SYDNEY–A planned alliance between two of the world’s biggest iron-ore producers, Brazil’s Vale SA and Australia’s Fortescue Metals Group Ltd., may unravel, Fortescue Chief Executive Nev Power said.
But Mr. Power said a failure to develop a new blend of the companies’ ores won’t derail Fortescue, the world’s No. 4 iron-ore exporter, which on Friday said it would pay off another $1 billion in debt, which was amassed when building its Australian mines.
That repayment could trigger improved returns for Fortescue shareholders and reduces its debt-to-equity ratio to below 40%, which was a long-held company goal.
In March, Fortescue and Vale said they wanted to create an ore blend for sale in China, the world’s largest buyer of the main ingredient in steelmaking. The union was expected to bolster profits and help to develop new projects.
“Sadly, that has not gone as well as we would [have hoped],” Mr. Power said. “We’re still in discussions with Vale, but I think it is looking less and less likely we are going to be able to do that transaction, which I think is a real shame.”
Mr. Power said Fortescue-Vale talks have yet to bear fruit because low shipping rates have leveled the playing field between exporters in Brazil and Australia, the world’s two major iron-ore production hubs. He also said Vale had success in blending its own ores. A Vale spokesperson couldn’t immediately be reached.
The companies had hoped to start blending their ores this year, but the iron-ore market has changed considerably in recent months.

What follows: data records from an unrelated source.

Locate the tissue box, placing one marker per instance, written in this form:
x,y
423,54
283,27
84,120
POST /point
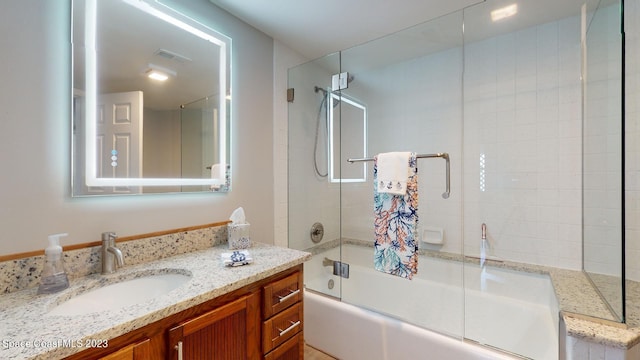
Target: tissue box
x,y
239,236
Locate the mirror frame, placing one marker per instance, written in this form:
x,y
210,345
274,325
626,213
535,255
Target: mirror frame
x,y
181,21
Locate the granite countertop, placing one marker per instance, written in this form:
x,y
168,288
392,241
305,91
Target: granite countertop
x,y
29,332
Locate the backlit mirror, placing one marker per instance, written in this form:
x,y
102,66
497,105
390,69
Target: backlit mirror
x,y
151,108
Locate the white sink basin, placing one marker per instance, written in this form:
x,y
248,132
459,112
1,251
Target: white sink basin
x,y
121,294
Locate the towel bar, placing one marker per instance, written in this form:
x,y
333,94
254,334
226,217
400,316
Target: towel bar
x,y
445,195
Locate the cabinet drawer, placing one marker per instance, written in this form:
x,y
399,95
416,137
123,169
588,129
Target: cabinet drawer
x,y
281,327
292,349
281,294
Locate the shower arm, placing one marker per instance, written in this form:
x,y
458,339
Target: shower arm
x,y
447,192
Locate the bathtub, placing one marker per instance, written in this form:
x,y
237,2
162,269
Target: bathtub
x,y
385,317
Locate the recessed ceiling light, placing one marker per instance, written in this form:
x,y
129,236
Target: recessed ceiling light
x,y
157,75
504,12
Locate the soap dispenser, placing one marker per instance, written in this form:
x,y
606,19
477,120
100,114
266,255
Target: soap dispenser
x,y
53,278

The price of iron ore, one of the world’s most heavily traded commodities, has nearly doubled since the beginning of 2016 due to strong demand from Chinese steelmakers and investors. On Thursday, it traded at $80.90 a metric ton, near its highest value in two years, according to data provider the Steel Index.

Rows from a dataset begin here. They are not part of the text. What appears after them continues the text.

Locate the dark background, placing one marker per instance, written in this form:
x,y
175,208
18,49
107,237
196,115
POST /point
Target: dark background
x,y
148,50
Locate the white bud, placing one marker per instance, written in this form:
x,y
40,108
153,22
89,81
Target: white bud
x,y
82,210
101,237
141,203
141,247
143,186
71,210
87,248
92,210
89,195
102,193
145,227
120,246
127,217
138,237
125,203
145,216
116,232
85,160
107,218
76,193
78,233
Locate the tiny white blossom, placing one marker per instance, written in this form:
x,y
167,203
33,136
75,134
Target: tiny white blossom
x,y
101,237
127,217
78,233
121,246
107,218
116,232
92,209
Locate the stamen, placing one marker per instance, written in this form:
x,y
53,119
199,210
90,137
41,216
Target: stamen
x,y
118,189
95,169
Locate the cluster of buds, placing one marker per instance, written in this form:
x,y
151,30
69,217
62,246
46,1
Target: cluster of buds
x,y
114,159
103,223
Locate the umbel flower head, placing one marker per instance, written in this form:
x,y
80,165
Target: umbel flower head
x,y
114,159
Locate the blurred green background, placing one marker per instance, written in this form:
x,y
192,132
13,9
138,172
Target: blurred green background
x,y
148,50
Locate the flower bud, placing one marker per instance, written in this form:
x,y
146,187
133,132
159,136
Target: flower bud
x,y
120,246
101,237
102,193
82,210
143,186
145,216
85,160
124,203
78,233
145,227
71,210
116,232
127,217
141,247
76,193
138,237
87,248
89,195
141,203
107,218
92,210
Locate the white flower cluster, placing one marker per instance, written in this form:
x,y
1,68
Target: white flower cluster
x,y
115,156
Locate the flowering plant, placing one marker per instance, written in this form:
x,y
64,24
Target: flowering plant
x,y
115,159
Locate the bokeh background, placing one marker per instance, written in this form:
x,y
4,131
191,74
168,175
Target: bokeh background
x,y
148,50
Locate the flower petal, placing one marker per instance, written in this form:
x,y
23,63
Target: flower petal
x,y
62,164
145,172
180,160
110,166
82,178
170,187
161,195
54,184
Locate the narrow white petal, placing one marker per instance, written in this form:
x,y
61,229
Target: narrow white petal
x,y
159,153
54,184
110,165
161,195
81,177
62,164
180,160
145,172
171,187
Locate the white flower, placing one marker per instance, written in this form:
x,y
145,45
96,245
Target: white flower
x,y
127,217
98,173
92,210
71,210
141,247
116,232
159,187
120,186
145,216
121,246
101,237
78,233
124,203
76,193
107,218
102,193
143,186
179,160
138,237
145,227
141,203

That has increased Fortescue’s ability to generate cash from the only commodity it mines in remote northwest Australia, enabling management to repay debt early and better protect itself against drop in prices.

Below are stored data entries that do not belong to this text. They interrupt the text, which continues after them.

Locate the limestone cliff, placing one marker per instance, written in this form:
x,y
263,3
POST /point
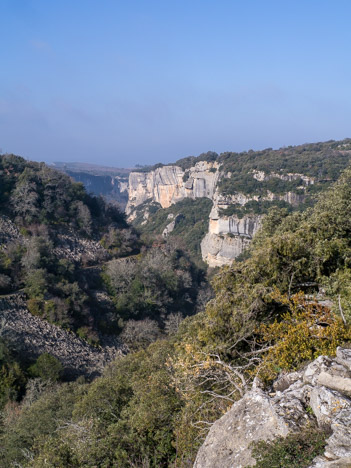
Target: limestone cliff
x,y
169,184
228,235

Fortescue borrowed heavily to build a vast network of mining pits, rail lines and port infrastructure in Australia’s Pilbara region in a decadelong quest to break the dominance of Vale, Rio Tinto PLC and BHP Billiton Ltd. in iron-ore mining. The company has been racing to repay those loans since 2012, when a slide in iron-ore prices forced it into emergency talks with lenders.
On Friday, Fortescue said it expects to save about $38 million a year in interest costs from the latest $1 billion repayment, to be made against a senior secured credit facility due in 2019. It reduces the size of that loan to $2 billion.
Fortescue owes an additional $2.6 billion, although that debt doesn’t come due until 2022. At one time, the Perth-based company owed about $13 billion.
The repayment also reduces the miner’s gross gearing, a measure of debt to equity, below the targeted 40% level, Mr. Power said.
The latest repayment reduces Fortescue’s gearing to 36%, said RBC Capital Markets analyst Paul Hissey. It should “result in less sensitivity to what is becoming a more volatile commodity price environment,” he said, and might allow Fortescue to refinance the rest of that loan at a better rate.
Fortescue previously said it would review investor payouts once it reached that target and Mr. Power says that will now likely happen ahead of the company’s half-year results in February.
“Our balance sheet is incredibly strong and that does give us the opportunity to revise things like the dividend policy and make a decision about the balance between debt repayment and dividends going forward,” he said.
A material dividend increase would put Fortescue at odds with some of its global rivals, who have cut shareholder returns to strengthen their balance sheets.
Mr. Power said the board would also consider expectations for future iron-ore demand when making dividend decisions. “But, I would have to say, right now everything looks pretty strong,” he said.
For years, Fortescue’s debt pile weighed on its share price, as it made the company more vulnerable to swings in commodity prices. But stronger prices for iron ore progress on debt repayment have led the company’s shares to rise threefold in 2016, making it one of the best performers on Australia’s stock exchange.
Fortescue is also benefiting from higher sales and a cost-cutting campaign. In October, the company said it shipped more ore in the first quarter of its fiscal year–up 1% from the quarter before and up 5% from the year-earlier period–and continued to reduce its production costs.
The pace of growth in its shipments has been slowing, however, since Fortescue in 2014 finished a $9.2 billion expansion that more than tripled its iron-ore output. Mr. Power said Fortescue won’t increase production considerably until the market shows signs of a sustainable recovery.